Monday, September 06, 2010

Foot


Hospital stories are the pits aren't they? Yet somehow I want to write mine. It all boils down to a series of snap shots.

A funny pain in the back of my knee and sweating a bit in Bristol on Thursday lunchtime. The full on shakes and hospitalisation in London in the wee hours on Saturday. Waiting to be seen by doctor with drunken shouty people in Kings College Hospital A and E. Phone ringing every twenty minutes to announce the decks being cleared for shooting victims.

Eventually seeing a succession of doctors one of whom draws around large spreading red areas on my leg with a biro.

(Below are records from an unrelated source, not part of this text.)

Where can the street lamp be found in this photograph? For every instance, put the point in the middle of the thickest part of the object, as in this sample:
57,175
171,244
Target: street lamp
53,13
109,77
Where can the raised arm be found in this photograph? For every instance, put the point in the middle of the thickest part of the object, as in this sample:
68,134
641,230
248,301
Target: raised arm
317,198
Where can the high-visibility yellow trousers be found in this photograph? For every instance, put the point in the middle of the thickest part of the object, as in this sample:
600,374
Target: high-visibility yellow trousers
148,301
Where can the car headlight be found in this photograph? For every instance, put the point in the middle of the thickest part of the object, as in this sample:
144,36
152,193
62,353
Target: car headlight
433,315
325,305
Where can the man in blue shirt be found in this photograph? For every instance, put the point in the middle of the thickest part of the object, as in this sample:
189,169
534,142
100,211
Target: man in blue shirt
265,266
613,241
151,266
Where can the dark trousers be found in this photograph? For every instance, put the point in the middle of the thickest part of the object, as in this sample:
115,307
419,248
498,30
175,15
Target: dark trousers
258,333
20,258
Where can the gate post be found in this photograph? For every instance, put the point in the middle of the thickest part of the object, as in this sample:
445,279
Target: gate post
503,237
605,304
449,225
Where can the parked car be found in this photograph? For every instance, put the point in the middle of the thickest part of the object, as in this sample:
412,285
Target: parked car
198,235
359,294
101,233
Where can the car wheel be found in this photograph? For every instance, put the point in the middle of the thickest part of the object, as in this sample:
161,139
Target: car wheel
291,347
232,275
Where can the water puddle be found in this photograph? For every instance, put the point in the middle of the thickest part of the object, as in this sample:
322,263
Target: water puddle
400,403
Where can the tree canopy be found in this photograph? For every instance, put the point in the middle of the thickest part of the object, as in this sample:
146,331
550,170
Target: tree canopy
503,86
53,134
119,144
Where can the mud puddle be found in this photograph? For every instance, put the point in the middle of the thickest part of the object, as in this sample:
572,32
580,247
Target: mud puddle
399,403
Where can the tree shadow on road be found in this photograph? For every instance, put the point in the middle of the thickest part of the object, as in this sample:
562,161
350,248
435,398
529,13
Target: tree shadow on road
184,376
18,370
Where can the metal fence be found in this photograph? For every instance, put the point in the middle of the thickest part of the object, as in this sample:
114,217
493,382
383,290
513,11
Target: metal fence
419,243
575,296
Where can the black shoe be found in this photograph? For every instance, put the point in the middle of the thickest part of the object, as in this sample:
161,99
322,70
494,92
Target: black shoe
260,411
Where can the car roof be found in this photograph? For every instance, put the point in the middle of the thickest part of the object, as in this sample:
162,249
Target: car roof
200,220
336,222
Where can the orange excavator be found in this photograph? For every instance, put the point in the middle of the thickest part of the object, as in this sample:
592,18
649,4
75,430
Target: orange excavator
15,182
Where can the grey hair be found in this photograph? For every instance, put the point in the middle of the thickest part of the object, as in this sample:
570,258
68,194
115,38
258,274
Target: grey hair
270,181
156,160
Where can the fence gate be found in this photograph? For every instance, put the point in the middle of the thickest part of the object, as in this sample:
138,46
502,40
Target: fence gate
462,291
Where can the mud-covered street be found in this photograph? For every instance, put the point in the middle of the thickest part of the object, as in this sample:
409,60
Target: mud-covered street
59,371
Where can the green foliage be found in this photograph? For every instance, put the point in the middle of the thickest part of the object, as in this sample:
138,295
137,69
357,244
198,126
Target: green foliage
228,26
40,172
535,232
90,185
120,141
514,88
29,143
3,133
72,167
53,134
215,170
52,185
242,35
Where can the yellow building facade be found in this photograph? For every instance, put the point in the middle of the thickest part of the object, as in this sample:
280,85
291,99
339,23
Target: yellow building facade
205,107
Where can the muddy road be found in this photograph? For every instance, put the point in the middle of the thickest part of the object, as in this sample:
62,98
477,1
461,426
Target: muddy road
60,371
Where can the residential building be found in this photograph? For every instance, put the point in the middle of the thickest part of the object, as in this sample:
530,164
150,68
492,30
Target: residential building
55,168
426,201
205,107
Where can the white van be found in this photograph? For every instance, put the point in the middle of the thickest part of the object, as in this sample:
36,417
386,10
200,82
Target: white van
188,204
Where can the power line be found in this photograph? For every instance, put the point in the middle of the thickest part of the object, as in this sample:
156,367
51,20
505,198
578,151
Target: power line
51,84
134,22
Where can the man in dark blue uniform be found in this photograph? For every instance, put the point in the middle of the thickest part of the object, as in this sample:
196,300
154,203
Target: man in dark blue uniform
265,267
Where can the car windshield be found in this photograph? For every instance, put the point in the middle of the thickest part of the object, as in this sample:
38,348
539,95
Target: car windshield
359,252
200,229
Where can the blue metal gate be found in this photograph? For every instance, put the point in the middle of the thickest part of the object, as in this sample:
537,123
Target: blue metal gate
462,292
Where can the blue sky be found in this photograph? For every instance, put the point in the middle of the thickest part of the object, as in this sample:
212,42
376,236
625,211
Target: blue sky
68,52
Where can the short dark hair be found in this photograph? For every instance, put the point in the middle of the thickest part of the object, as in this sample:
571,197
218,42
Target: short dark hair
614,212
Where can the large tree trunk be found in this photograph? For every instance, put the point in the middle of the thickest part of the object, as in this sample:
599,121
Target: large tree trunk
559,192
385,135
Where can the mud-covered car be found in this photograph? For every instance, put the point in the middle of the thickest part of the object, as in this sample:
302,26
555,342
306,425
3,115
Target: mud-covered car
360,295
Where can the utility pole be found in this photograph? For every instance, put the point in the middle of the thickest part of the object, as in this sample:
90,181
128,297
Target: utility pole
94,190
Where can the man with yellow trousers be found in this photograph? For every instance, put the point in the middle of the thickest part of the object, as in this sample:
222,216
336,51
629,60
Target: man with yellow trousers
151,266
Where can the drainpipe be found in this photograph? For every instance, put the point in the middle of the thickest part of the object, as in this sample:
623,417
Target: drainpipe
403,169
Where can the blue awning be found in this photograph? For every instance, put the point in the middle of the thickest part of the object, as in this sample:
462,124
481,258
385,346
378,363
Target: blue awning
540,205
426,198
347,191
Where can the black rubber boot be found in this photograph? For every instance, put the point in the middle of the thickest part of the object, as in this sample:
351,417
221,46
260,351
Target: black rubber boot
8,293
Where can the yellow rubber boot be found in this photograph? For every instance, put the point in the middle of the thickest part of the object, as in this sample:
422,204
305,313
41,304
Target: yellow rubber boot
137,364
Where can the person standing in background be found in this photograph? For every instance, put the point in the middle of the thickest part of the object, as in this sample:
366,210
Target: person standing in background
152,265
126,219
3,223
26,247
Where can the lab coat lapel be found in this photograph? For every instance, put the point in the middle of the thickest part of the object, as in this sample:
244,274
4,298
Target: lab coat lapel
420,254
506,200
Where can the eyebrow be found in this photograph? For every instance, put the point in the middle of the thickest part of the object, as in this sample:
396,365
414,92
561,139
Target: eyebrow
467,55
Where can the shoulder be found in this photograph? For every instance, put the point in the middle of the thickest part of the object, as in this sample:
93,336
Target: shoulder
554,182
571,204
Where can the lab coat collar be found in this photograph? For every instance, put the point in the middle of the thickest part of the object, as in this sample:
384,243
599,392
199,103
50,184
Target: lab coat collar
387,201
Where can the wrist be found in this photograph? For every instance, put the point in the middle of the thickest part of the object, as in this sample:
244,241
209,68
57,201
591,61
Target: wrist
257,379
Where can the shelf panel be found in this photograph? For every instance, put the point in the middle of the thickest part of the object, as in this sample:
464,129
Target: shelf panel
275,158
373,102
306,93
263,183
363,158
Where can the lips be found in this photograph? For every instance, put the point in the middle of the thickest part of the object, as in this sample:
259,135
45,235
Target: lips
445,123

These lines quickly treated as irrelevant by spreading red areas. Leg begins to look like the Atlas of the World drawn up during the heyday of the British Empire. An IV drip being connected to my arm for the swift input of industrial amounts of antibiotics. The offending leg proceeding to behave like an infectious lava lamp. Surgery of a radical nature suggested by young turk of a doctor, then as quickly discounted by an older hand, mercifully.

The Bank Holiday weekend spent in the Oliver ward which if anything is noisier at night than it is during the day. There's a man who shouts all the time. And I mean all the time, every two minutes. ("Nurse! .....Nurse!.......Can someone be appointed to talk to me?" Ad nauseam. All day and all night.) Eventually they take him away. Then they replace him with another man, who shouts AND vomits all day and all night. Where do they get the energy from? I could do with it, I reflect sourly as I ram the ipod headphones further into my ears at 3 am.

Reading a book a day while watching the leg slowly change colour. Red. Then a bit yellow, then blistering like the surface of an alien planet, suitable for a drive by the Mars Rover (see above. I've not included the upper thigh. Just be thankful) Posting on Facebook from my iphone but realising photo of leg is unsuitable for the internet, could actually get me imprisoned. Two brilliant nurses, Andrea and Angela, who keep me sane, calm and above all going while the doctors stay semi detached, at times preferring to look at a computer screen round the corner rather than actually come and see me. Am I that boring, I wonder.

Eventually start shuffling about but it feels as if my leg is in a vice. Epic of endurance to get to the shower, so don't bother for four days. As days accumulate I continue walking about, sometimes in the middle of the night to get a bit of peace. Consider sleeping in the hospital garden. Reject idea as might annoy nurses.

Lots of visitors. These are welcome in one sense, ie proof I am clearly not terminally unpopular, but really just want to sleep or read and get strength back. Have appetite again, despite the antibiotics, but food in hospital incredibly bland. On the other hand it is delivered by Howard, a friendly Chinese bloke who is a star. Try to eat it in order not to disappoint him, but vomiting ward-mate puts me off by projectiling into the bin at 1pm and 6pm on the dot. He is spectacularly rude to the nurses and refuses his medication. Why is he here?

Bonkers messmates aside I start to find hospital delightfully stress free, a bit like Yossarian in Catch 22, so make a face when senior doctors turn up on Tuesday and decide I'm bed blocking. Consider hiding under the bed. Reject idea as might annoy the nurses. Ms T, who saved my leg by insisting on me seeking help the previous Friday then turns up and drives me home. She looks exhausted, I realise humbly that sometimes it's worse watching people being ill than actually being ill yourself.

Leg now almost the right colour, although still limp about like Long John Silver, and foot swollen from time to time. What is this thing? None of the doctors seem to really know though the catch all term is cellulitis. Some insect may have bitten me, it appears, or maybe a small cut let the bacteria in. Just bad luck.

Drama over. Back to work Wednesday, hopefully.